Это была правда. Сенеке не хватало той душевной силы, которою обладали, например, Корнут или Тразей, потому что вся жизнь его была рядом уступок в пользу всевозможных злодеяний. Он сам это чувствовал, сам понимал, что последователь учения Зенона Цитийского должен был бы идти по иному пути, и страдал из-за этого больше, чем из страха перед смертью. Но вождь прервал его размышления и угрызения совести.

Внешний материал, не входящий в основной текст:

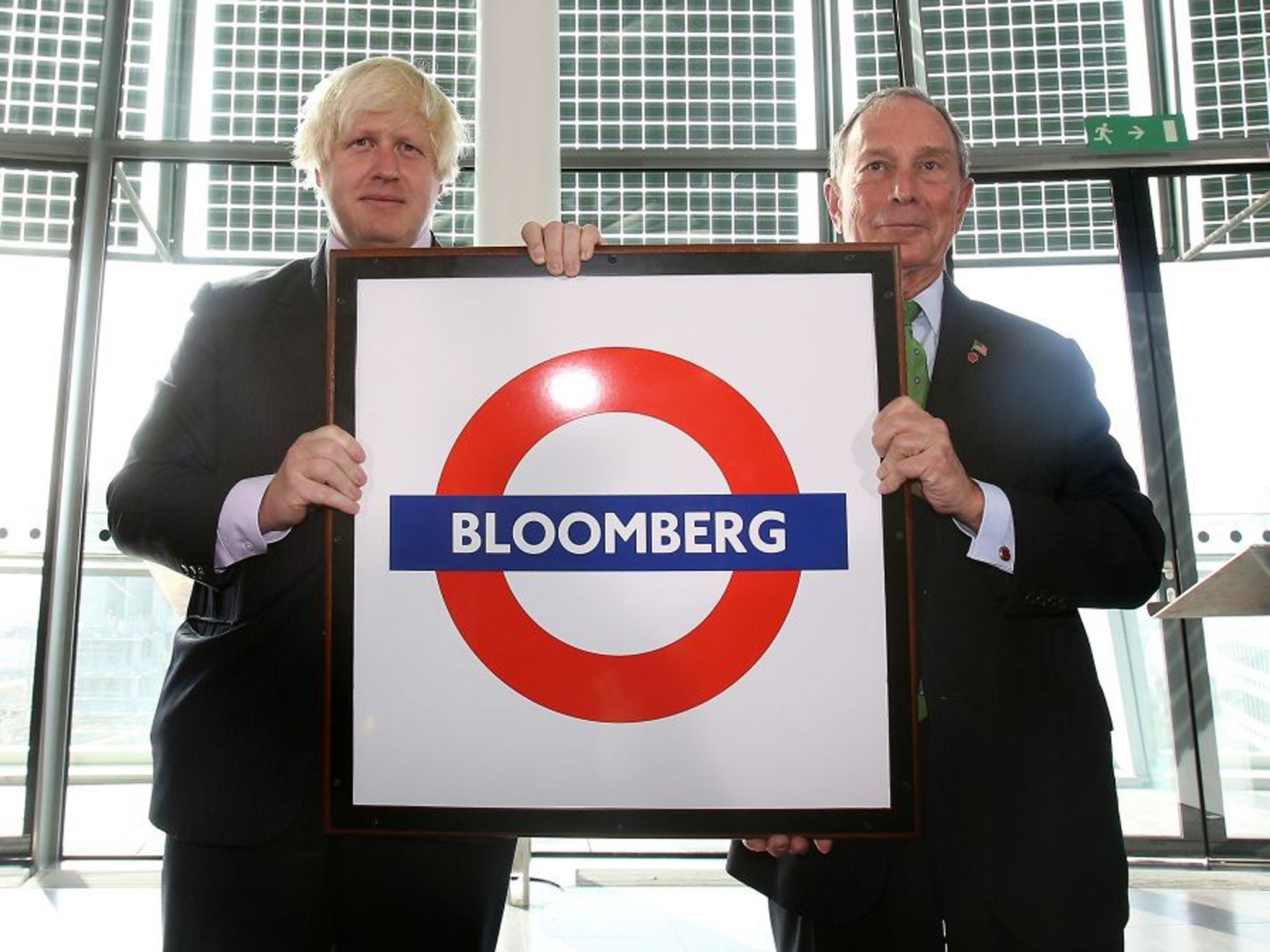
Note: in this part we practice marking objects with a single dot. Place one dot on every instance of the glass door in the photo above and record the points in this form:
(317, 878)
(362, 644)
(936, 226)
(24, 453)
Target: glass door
(37, 223)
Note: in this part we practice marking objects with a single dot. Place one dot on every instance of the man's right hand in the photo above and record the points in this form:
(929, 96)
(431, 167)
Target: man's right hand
(322, 467)
(780, 843)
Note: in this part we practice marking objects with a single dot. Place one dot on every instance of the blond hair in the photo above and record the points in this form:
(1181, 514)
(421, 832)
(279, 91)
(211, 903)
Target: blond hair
(380, 84)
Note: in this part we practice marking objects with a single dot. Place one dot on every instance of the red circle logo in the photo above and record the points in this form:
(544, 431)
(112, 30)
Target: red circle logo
(652, 684)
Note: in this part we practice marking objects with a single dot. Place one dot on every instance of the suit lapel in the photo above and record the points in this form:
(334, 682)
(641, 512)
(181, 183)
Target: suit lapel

– Благородный Энней, – сказал Авл, – я знаю, как цезарь отплатил тебе за те заботы, которыми ты окружал его в его детские годы. Но виновник похищения нашего ребенка – Петроний. Укажи мне средство против него, укажи, чьему влиянию он поддается, и сам, наконец, поговори с ним, как тебе подскажет наша старая дружба.
– Петроний и я, – отвечал Сенека, – мы люди противных лагерей. Средств против него я не знаю, влиянию ничьему он не поддается. Быть может, несмотря на свою испорченность, он все-таки лучше всех негодяев, которыми теперь окружает себя Нерон. Но доказывать Петронию, что он поступил нехорошо – это значит только время терять; он давно потерял понятие о разнице между добром и злом. Докажи ему, что его поступок не изящен, тогда он устыдится. Когда я с ним увижусь, я скажу ему: твой поступок достоин вольноотпущенника. Если это не поможет, то уж ничего не поможет.